Talk: Sparse models for integrative analysis of fMRI and genetic data, 6/13

CSEE Talk

Sparse models for integrative analysis

of fMRI and genetic data

Dr. Yu-Ping Wang
Biomedical Engineering Department
Biostatistics & Bioinformatics Department
Tulane University

2pm Thursday, 13 June 2013, ITE 346

In the last few years, the combination of imaging and genetic approaches has become an emerging area, where multiple complementary data are utilized for systematic and comprehensive analysis of a patient. While imaging approaches such as functional MRI (fMRI) continue to be major diagnostic tools for extracting structural and functional patterns at the tissue and organ levels, genetic techniques such as SNPs, microarray gene expression and the emerging next generation sequencing (NGS) add new dimensions by revealing structural variations at genomic level. The integration of these multiscale and multimodality approaches has been promising for complex disease diagnosis and prognosis. However, the combination of these data has been challenging because these data are of different nature, format, organization and structure are produced by different genomic platforms at multiple scales; each of these imaging data is currently still analyzed separately and the results are interpreted independently. Being a powerful approach recently developed in statistics and signal processing, sparse data representations or compressive sensing provides a promising way to address these challenges facing multiscale genomic imaging informatics. In this talk, I will present our recent research on the development of sparse models such as sparse canonical correlation analysis (sCCA) and joint sparse representation of multi-modal data that can better capture the interrelations between these data. We show latest examples of using these models for integrative analysis of SNP and fMRI to identify biomarkers, and use the joint information for the identification of schizophrenia diseases.

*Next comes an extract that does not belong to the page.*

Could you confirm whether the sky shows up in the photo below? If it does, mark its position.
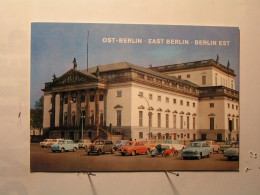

Dr. Yu-Ping Wang received the BS degree in applied mathematics from Tianjin University, China, in 1990, and the MS degree in computational mathematics and the PhD degree in communications and electronic systems from Xi'an Jiaotong University, China, in 1993 and 1996, respectively. After his graduation, he had visiting positions at the Center for Wavelets, Approximation and Information Processing of the National University of Singapore and Washington University Medical School in St. Louis. From 2000 to 2003, he worked as a senior research engineer at Perceptive Scientific Instruments, Inc., and then Advanced Digital Imaging Research, LLC, Houston, Texas. In the fall of 2003, he returned to academia as an assistant professor of computer science and electrical engineering at the University of Missouri-Kansas City. He is currently an Associate Professor of Biomedical Engineering and Biostatistics & Bioinformatics at Tulane University School of Science and Engineering & School of Public Health and Tropical Medicine. He is also a member of Tulane Center of Bioinformatics and Genomics and Tulane Cancer Center. His research interests lie in the interdisciplinary biomedical imaging and bioinformatics areas, where he has over 100 publications. He has served on numerous program committees and NSF/NIH review panels, and was a member of Machine Learning for Signal Processing technical committee of the IEEE Signal Processing Society.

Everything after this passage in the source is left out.